Fuelled by property price inflation, centred on London, and entirely dependent on cheap borrowing. This is a bubble, just like the one that burst in 2008
Happy days are here again, if you read the right papers. UK output grew by a mighty 0.6% between April and June this year, on top of 0.2% growth in the three months before that. “BOOMING BRITAIN HAS WOW FACTOR” boasted London’s Evening Standard.
Don’t believe the hype. This isn’t a boom. It’s barely even a convincing recovery. After years of stagnation, aided and abetted by George Osborne’s austerity policies, it might be possible to present these feeble growth figures as something to boast about. The IMF now forecasts 0.9% growth for the year. That’s a third of the rate of the early 2000s. The economy is limping when we would normally expect it to be sprinting.
But these headline numbers hide the real issues in our stuck record economy – going round and round the same problems:
1. Real incomes are still falling for most
The rise in GDP means the whole economy is growing, slowly. But that economic growth is not turning into increased prosperity for most. Average earnings in the UK have fallen 5.5% since 2010. This is a bigger fall than almost every other country in Europe – only Holland, Portugal, and Greece have seen steeper declines. The typical UK worker now earns less than they did a decade ago.
With hours cut for many, and wages flat, increases in the cost of living have eaten into people’s earnings. The headline rate of inflation, however, understates the real impact of sharp increases in the price of essentials like water, electricity and gas. In money terms, incomes have risen 36% in the last decade. But the price of gas and electricity has gone up 146% over the same period of time.
2. Manufacturing output has not recovered
The last month saw a slight increase in the output of Britain’s manufacturing industry. This was cheered on by some as a sign that the economy is “rebalancing”: shifting away from excessive dependence on services (and financial services especially).
In fact, manufacturing output is still lower than it was this time last year, as the official figures show. It collapsed during the 2008-9 recession, and has not recovered. In fact, taken as a whole, the UK’s industrial output is lower now than it was in 1992. In other words, twenty years of economic growth has been wiped out.
3. Britain is not paying its way in the world
News reports claimed that Britain’s exports to the rest of the world reached “record highs” over the last month. These exports helped shrink its current account deficit – the difference between what Britain sells to the rest of the world, and what it buys from the rest of the world.
The current account has been in deficit since 1983. Britain always buys more from the rest of the world than it sells to the rest of the world. The difference is paid for by borrowing from abroad, helping Britain become just about the single most heavily-indebted major economy – driven by private, not government, debt.
So the deficit on trade in goods, excluding oil, fell by £329m last month. But £310m of that came from a single source: the London art auctions, which had a spectacular month for overseas sales. Short of selling the entire contents of the Tate over the next year, this is hardly a sustainable recovery.

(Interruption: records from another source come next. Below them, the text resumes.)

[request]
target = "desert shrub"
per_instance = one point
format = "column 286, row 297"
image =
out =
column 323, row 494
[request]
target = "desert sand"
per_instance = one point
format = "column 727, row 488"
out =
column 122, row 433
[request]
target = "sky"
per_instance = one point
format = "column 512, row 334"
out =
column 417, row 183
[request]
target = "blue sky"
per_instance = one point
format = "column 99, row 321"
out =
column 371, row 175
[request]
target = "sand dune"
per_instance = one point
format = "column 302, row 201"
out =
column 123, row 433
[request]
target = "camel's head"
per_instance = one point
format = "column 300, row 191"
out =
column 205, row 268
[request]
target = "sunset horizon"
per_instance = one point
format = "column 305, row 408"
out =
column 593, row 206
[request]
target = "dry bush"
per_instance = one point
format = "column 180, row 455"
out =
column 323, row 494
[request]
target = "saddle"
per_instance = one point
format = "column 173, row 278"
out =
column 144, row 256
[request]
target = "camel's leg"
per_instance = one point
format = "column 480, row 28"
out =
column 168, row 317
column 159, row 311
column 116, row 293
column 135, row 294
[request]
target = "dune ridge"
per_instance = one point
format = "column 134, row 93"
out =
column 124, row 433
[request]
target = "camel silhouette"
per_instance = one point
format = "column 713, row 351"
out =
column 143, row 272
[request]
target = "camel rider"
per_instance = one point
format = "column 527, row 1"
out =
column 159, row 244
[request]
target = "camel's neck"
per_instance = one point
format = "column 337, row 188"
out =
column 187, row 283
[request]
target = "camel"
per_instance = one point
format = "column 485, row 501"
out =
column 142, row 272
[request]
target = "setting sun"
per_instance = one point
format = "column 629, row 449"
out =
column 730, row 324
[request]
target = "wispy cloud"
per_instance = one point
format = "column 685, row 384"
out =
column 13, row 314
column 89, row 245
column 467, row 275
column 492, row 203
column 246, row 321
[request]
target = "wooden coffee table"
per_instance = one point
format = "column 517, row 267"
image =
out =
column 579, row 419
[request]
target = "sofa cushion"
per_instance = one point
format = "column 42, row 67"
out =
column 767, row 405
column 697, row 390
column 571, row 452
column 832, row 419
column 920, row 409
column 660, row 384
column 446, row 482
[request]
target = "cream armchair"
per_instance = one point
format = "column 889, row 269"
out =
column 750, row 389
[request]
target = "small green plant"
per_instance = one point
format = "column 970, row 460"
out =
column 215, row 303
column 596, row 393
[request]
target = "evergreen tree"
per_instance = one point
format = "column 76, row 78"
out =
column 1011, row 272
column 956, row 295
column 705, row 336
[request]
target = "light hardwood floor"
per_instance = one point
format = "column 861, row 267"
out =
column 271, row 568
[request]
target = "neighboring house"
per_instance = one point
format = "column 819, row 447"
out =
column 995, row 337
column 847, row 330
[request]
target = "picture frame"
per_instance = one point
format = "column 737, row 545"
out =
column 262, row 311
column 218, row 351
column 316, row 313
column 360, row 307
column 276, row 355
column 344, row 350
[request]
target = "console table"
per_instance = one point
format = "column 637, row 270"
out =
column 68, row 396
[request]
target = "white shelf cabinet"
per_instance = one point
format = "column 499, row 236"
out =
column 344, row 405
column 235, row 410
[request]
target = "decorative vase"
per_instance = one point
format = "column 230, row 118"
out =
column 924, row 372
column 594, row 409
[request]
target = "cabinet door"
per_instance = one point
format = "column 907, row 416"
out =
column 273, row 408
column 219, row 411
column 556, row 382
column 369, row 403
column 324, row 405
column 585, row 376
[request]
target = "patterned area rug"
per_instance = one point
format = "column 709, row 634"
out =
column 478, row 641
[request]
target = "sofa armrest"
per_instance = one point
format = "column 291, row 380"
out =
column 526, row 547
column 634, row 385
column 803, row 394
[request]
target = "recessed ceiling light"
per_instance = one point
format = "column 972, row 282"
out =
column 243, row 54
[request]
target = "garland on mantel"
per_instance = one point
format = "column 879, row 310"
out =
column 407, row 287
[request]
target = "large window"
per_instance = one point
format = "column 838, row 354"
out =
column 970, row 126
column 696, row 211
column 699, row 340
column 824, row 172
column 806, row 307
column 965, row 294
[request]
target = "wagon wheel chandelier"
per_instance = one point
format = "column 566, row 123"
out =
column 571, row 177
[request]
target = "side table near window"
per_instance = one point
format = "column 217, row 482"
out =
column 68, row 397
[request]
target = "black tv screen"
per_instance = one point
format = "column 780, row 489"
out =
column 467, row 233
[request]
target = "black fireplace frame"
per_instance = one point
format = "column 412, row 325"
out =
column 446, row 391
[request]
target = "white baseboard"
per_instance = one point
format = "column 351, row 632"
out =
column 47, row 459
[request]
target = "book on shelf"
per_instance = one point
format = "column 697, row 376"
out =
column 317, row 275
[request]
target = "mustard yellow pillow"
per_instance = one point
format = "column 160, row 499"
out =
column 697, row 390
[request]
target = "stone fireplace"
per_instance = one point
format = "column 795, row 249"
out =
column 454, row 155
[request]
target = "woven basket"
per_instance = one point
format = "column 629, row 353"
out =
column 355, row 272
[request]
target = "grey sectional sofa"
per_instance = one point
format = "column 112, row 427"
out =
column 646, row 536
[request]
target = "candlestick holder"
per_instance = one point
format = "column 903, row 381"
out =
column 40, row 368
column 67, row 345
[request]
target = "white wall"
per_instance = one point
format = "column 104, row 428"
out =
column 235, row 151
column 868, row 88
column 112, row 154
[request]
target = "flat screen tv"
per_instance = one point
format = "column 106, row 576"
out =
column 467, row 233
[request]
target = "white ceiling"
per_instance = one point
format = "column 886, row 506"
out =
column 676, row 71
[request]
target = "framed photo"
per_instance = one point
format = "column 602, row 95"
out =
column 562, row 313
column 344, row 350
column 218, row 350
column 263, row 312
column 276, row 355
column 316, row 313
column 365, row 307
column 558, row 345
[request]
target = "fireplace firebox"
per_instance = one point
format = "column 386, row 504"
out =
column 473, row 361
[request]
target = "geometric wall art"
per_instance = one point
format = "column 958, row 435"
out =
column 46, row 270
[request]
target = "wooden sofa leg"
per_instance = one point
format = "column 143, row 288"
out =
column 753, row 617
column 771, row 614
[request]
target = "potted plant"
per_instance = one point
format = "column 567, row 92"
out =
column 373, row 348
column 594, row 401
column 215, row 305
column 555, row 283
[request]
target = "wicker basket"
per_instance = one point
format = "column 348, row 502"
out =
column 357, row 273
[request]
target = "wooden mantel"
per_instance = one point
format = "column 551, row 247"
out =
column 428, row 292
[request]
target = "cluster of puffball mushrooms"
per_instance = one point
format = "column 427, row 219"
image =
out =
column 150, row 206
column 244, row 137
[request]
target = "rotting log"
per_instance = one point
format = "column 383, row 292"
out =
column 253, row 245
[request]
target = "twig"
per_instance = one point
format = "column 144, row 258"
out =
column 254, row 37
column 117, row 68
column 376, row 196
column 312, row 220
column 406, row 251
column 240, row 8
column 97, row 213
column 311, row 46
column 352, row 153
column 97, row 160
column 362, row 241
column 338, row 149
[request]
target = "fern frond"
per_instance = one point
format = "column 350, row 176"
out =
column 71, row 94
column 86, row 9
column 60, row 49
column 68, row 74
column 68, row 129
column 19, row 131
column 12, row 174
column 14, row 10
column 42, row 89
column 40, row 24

4. Britain isn’t booming. The London property market is booming
The UK is now the most geographically unequal country in the EU, as the graph here makes plain. Central London is one of the richest places in Europe, but parts of Wales and elsewhere are amongst the poorest.
Since the crash, this regional imbalance has got worse. In the last five years, 267,000 jobs have been created in London, but 284,000 destroyed in the rest of the country. There’s no special magic in London. This growth is driven by rising property prices. These are fuelled by both the rush of money in from abroad and now – stupefyingly – active government subsidies, backed up by promises from the Bank of England to keep interest rates down for the next few years.
London’s property market is marching ahead of the rest of the country, as the ONS figures show:
So that’s the “boom”: fuelled by property price inflation, centred on London, and entirely dependent on cheap borrowing. Real incomes are continuing to fall and debts continuing to rise. If all this sounds familiar, it should. This is a bubble, just like the one that burst in 2008.